We didn't yet have the keys or the paper work to confirm that we owned this abandoned peach colored shack, so we felt like we were trespassing. But we didn't need to have any proof that we had just relocated (not even 12 hours ago) back to our home town, other than the fact that we were still living AND talking to each other. We felt a bit entitled to explore OUR property and to look in the windows and to jiggle the door handle and to smell the lilac bushes. Our realtor, whom we had yet to meet in person after nearly 2 months of communication via cell phones, was to meet us later in the day but we just couldn't wait. So, we opened the chain link gate that held tight to the overgrown bushes and stumbled into our yard. Three words: overgrown, treacherous, and snake-ridden. The house be damned at this point... this yard was gross and embarrassing. If this was the outside? Then what was the inside? Oh, God? What have we done?
Sunday, May 11, 2008
I'll skip the packing day... for all of our own good. It involved far too many cuss words and angry glances that I would be comfortable posting here. Let's just get to the fun of actual moving, shall we? Dustin and I woke up, from sleeping on our floor where the kitchen table had once been, around 6 a.m.

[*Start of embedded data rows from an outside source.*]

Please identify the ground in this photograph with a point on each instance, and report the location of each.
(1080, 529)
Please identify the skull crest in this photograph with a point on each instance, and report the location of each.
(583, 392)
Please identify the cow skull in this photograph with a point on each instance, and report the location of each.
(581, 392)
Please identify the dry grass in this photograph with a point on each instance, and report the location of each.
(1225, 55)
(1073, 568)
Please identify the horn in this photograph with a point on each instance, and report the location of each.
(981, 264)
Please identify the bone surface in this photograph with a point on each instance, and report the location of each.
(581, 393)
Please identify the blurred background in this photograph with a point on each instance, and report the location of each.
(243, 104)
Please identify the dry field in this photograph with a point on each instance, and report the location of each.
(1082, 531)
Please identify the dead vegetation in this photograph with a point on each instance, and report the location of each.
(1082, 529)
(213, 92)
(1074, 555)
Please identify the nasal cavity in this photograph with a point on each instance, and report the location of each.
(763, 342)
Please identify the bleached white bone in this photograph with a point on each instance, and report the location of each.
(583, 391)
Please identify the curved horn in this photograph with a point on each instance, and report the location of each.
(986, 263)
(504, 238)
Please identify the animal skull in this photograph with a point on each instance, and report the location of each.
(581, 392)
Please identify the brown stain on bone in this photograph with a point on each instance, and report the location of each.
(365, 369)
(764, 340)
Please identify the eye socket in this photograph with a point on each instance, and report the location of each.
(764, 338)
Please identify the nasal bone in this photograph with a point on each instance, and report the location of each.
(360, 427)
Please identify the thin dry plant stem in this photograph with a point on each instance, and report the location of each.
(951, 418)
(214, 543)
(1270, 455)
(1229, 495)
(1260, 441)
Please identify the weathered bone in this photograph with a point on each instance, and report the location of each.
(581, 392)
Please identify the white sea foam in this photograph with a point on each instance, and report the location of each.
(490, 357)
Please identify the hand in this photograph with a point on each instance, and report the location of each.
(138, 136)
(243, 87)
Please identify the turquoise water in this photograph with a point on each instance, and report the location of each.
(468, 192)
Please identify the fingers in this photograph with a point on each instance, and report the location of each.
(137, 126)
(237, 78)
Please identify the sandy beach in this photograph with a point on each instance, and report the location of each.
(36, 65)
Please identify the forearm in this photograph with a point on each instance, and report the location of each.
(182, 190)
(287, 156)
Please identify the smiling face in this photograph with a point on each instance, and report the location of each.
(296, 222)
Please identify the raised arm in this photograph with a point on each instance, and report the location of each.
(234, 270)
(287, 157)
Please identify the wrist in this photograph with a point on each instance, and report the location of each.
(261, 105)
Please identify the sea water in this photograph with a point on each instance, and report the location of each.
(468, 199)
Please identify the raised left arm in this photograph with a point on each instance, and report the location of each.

He went to get us coffee one last time from our favorite spot while I drugged our 6 year old cat for the trip. By the time he got back, Y'all was cross-eyed from the drugs and I was sweaty from the effort. We packed up the little bits and pieces that hadn't fit in the U-Haul the night before and got on the road. I was less tearful than I had anticipated. I was really relieved. We both were ready to get out of San Diego and into our first home. I had loved it for the year and a half that I had been there but it never did feel like home to me. I loved the surfing and the beach (just 2 blocks from our rented duplex). I loved the consistent weather. I loved the vacation vibe. Maybe I just didn't like ME there? Who knows? But it felt right to go. So go we did. We were on the road, Y'all in here carrier between us in the U-Haul cab, traffic whizzing by. Dustin cussing. Me ignoring and trying to be optimistic. Slurpee anyone? Snap in to a Slim Jim, D! Life is good! Promise.